Economists have become Data Scientist


How Economics Went From Theory to Data

Data Geeks Are Taking Over Economics

Most of What You Learned in Econ 101 Is Wrong


Theory’s dominance peaked in 19831x-114

From 1960s to 1980s, the majority of the articles published in the field’s most influential journals [1], were works of theory.


Reasons for the shift:

  1. personal computers became commonplace
    crunching data became much easier, which impulsed the biggest shift toward empirical work which benefits from a huge stock of untested theories
  2. the subsequent rise of the Internet and digitization
    a huge new array of data to crunch
  3. the grand models — particularly the macroeconomic ones — didn’t explain the world very well
    Economic theory may have become so abstruse even for editors


Session title from nowadays: “Data Gold! Exploiting the Rich Research Potential of Lifetime Administrative Earnings Data Linked to the Census Bureau’s Household SIPP Survey.” / Or study linked data from the European Patent Office, the Finnish statistical agency and the Finnish military to research “whether people with high IQs invented more things and made more money than others”


The data can’t tell us everything

  • Economics in the U.S. had an earlier empirical heyday in the 1920s and 1930, but flummoxed by the Great Depression.


Econ 101 theories are found wrong now,

as the core of economics theory is based on individual optimization.

For example:


In the last two decades, empirical economists have looked at a large number of minimum wage hikes, and concluded that in most cases, the immediate effect on employment is very small.In reality, employment probably depends on a lot more than just today’s wage level.[2]

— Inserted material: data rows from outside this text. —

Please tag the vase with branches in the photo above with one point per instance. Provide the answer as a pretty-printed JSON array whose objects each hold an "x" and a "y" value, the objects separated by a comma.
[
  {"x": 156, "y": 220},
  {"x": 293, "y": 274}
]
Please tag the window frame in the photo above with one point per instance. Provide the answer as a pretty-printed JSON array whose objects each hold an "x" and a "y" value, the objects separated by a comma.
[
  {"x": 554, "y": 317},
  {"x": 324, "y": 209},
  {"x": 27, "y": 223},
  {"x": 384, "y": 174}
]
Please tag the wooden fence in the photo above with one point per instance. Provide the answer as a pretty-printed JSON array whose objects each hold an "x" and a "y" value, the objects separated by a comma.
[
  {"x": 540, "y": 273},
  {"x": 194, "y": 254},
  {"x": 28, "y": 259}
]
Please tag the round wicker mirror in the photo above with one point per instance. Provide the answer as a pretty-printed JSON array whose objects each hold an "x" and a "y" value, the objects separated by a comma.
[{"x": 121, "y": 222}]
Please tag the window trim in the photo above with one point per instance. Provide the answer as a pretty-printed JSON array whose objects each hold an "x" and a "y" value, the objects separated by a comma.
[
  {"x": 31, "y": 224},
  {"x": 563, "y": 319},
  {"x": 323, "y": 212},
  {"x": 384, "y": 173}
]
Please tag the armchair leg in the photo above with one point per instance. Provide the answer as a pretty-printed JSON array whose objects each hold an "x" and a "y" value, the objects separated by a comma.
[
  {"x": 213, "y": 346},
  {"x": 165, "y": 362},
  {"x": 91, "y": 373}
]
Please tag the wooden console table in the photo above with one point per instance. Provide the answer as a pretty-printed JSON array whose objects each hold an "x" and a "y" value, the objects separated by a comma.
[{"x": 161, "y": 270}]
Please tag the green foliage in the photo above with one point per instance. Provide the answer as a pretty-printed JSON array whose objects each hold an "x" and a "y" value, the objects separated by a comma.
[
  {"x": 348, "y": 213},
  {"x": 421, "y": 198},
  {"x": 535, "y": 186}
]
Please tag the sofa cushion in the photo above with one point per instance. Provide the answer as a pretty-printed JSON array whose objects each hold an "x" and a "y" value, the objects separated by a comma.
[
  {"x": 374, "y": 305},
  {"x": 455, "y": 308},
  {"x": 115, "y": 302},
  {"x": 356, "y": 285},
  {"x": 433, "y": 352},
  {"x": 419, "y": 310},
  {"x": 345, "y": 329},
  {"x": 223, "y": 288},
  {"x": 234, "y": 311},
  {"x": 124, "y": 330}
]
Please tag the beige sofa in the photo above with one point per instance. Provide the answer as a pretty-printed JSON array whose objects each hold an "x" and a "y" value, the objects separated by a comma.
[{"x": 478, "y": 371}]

Recent empirical studies have shown that rather than negative effect, occasionally, welfare programs even make people work more. [3]

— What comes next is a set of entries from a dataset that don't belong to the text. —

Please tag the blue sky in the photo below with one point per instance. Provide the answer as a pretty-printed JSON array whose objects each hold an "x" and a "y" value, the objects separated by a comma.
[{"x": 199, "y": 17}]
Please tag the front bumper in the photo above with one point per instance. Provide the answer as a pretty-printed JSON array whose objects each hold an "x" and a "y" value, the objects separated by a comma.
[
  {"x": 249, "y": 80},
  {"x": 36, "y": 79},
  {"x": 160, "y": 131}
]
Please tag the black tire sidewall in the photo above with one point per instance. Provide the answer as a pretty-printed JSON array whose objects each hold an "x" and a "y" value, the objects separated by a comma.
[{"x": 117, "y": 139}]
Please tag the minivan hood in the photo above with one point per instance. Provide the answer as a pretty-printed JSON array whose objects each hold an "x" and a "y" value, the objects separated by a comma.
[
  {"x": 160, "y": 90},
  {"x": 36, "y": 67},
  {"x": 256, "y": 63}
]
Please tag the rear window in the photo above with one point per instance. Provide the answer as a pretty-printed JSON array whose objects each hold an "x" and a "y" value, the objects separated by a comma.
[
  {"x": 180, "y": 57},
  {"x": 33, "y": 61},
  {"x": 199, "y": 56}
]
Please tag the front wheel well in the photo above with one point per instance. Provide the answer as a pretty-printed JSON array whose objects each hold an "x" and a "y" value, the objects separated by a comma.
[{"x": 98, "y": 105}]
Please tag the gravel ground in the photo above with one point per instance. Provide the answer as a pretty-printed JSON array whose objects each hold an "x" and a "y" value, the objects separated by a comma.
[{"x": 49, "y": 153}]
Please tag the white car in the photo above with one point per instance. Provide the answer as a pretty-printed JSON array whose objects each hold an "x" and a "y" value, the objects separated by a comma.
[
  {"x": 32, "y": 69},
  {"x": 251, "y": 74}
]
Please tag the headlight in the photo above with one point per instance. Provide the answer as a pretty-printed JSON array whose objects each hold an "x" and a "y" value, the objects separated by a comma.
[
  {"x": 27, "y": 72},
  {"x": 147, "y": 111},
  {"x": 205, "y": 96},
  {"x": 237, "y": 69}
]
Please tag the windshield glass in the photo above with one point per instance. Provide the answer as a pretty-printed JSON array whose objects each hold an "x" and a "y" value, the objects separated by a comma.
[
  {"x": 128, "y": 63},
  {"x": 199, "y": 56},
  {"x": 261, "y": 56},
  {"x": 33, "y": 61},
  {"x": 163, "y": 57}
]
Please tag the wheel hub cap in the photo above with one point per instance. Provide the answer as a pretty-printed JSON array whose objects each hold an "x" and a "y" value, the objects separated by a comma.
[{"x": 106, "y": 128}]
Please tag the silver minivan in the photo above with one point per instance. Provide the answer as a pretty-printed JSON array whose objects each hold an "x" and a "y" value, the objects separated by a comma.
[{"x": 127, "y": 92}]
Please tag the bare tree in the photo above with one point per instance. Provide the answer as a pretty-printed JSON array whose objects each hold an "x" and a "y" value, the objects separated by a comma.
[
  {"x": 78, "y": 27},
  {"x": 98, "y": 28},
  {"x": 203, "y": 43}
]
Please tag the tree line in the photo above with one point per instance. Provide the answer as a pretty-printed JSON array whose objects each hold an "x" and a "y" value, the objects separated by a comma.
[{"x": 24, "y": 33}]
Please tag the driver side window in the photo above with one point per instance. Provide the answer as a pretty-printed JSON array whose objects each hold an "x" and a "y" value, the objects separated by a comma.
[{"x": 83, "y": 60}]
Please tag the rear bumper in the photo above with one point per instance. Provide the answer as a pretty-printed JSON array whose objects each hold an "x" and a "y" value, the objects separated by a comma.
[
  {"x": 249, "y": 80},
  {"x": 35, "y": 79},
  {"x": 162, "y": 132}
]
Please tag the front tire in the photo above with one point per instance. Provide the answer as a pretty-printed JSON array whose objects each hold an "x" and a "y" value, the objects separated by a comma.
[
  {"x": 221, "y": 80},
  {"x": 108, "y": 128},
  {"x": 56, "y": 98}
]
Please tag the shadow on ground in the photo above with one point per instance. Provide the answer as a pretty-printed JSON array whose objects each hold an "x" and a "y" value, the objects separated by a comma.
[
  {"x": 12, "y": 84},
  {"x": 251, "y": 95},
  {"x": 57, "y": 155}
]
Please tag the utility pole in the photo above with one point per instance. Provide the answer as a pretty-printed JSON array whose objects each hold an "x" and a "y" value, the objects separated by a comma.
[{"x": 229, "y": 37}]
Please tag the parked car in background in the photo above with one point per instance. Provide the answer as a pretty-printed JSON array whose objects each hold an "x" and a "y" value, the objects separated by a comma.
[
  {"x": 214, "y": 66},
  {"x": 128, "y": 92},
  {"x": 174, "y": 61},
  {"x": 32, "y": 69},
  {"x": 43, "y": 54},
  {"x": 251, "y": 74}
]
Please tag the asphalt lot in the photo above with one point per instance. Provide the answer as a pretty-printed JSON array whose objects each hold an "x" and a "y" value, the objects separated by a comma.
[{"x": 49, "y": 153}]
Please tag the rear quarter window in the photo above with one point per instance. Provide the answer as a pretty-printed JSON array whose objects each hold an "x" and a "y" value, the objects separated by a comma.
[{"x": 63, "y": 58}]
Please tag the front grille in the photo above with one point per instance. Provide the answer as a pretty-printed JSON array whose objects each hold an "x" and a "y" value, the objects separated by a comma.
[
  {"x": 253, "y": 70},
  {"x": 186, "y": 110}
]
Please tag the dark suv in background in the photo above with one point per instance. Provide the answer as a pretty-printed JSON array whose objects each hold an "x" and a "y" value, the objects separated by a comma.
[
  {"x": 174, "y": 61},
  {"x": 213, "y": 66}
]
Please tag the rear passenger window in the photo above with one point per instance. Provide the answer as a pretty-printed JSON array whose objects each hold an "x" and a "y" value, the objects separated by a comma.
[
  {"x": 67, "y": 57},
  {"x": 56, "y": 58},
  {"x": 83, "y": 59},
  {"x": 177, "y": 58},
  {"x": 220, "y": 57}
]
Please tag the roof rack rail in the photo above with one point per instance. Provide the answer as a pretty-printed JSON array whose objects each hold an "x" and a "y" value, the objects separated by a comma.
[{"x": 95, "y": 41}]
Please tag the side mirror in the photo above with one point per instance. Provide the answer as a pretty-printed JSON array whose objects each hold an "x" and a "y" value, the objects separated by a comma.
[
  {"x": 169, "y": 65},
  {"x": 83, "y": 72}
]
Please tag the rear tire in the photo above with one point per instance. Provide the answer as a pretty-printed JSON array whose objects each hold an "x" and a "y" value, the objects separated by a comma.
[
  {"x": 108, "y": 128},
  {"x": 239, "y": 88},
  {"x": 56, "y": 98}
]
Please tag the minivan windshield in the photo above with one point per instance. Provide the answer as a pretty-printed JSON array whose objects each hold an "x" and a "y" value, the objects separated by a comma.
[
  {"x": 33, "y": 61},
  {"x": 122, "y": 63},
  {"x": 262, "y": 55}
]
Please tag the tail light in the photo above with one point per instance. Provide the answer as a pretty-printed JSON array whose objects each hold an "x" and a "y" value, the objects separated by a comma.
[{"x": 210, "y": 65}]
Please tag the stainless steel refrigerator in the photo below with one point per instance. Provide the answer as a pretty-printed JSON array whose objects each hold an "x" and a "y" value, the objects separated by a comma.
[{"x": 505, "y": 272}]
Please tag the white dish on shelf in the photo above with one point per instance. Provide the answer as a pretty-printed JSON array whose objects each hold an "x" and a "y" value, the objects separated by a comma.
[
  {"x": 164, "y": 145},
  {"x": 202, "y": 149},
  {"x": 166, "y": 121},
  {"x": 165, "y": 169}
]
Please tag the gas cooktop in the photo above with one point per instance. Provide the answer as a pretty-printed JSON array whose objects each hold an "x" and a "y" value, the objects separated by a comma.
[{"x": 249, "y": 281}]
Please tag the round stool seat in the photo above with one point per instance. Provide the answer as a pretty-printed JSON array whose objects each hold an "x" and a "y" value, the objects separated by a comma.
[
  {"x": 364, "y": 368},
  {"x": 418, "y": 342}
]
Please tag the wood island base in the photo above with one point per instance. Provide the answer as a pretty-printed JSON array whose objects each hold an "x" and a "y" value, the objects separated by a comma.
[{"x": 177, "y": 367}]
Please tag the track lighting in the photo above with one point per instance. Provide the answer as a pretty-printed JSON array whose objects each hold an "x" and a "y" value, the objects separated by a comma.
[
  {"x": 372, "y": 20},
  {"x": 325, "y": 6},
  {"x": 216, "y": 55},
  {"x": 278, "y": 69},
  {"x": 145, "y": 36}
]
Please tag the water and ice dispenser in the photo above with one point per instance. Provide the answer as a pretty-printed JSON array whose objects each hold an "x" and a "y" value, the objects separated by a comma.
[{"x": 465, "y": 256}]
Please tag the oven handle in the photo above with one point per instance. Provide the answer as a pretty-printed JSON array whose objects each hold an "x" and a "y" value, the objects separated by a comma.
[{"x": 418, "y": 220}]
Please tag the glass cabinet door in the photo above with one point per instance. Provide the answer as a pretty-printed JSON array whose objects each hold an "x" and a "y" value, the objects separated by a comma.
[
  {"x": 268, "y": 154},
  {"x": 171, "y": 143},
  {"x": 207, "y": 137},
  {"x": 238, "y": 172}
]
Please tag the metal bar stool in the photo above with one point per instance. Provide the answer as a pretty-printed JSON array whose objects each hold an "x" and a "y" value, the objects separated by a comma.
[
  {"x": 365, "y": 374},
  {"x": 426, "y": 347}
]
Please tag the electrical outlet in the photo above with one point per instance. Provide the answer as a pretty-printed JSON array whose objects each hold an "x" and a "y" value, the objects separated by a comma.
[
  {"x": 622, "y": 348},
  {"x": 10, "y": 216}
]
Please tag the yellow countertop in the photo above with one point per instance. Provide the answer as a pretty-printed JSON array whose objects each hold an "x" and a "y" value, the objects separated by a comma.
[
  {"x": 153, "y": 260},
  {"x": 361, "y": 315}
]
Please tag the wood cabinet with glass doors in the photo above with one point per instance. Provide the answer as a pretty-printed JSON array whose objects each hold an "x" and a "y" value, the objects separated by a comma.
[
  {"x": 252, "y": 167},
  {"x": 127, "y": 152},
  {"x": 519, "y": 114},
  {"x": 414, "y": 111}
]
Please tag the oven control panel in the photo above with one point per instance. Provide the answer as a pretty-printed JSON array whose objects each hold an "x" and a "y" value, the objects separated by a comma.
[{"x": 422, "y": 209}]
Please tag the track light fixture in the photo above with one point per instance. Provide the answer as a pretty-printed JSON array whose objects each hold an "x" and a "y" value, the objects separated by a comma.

  1. For professional theorists, empirical failures simply mean more work to do.
    Many labor economists are now working on complex theories that model the process of employees looking for work and employers looking for people to hire.
  2. But for Econ 101 classes, leaving economic majors thinking that the theories they learned are mostly correct isn’t good.

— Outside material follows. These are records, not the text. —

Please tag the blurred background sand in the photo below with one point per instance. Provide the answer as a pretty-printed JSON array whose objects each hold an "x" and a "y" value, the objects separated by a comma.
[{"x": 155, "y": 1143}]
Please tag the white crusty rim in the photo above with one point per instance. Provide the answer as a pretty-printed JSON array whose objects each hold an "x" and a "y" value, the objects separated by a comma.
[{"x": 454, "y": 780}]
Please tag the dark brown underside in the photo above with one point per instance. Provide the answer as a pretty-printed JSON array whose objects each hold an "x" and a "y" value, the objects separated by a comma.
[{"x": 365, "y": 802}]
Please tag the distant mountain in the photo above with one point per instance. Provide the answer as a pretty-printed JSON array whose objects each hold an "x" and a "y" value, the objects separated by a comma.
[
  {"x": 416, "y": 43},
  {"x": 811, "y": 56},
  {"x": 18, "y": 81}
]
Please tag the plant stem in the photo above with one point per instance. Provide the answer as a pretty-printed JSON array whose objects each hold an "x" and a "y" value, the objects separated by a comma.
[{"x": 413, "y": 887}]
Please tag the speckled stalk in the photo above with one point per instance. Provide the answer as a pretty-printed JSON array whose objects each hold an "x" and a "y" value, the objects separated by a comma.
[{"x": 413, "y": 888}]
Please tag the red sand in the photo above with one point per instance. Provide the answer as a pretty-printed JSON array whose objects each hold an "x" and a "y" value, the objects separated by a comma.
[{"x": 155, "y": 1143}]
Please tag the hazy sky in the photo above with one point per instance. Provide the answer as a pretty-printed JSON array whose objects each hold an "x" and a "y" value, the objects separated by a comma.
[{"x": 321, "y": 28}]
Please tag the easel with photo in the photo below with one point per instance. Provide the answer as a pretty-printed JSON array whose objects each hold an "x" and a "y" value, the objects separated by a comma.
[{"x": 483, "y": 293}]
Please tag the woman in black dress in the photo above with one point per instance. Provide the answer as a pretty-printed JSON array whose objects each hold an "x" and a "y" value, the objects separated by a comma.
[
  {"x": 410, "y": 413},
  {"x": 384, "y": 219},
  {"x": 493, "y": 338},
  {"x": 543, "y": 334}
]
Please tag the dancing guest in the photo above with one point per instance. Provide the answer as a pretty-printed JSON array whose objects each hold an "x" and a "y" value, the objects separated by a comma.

(As I once discussed, complicated model along with mathematical skill won’t make economics more convincible as they are not working on solid objects from which one can grab some basic laws)


A new way of empirical economics

Instead of a complicated model about optimization and utility functions to compare model to data (structural estimation),

  • a so-called natural experiment [4] just look for a case where some kind of random change in the economy
    E.g. you could study a random influx of refugees to answer the question of how immigration affects local labor markets. You don’t need a complicated theory of how workers and companies behave — all you need is a simple linear model of how X affects Y.


(It increased, but is still minority. Contrary to Noah Smith’s expectation, I doubt the future of this method as economists need sophisticated math to appeal their value. And  this method is actually close to the way of economic historian, whom have been long contempt by the mainstreams.)



American Economic Review, Journal of Political Economy and Quarterly Review of Economics


Theory tells us that minimum wage policies should have a harmful impact on employment.Basic supply and demand analysis says that in a free market, wages adjust so that everyone who wants a job has a job. If you set a price floor, a bunch of low-wage workers would be put out of a job as their productivity is lower than that price floor.

The problem is that employment also depends on predictions of future wages, on long-standing employment relationships and on a host of other things too complicated to fit into the tidy little world of Econ 101.


Theory assumes welfare gives people an incentive not to work. If you subsidize leisure, simple theory says you will get more of it.


This approach are promoted by economists Joshua Angrist and Jörn-Steffen Pischke. Also called quasi-experimental methods — the “credibility revolution.” And their book about the subject is titled “Mostly Harmless Econometrics.”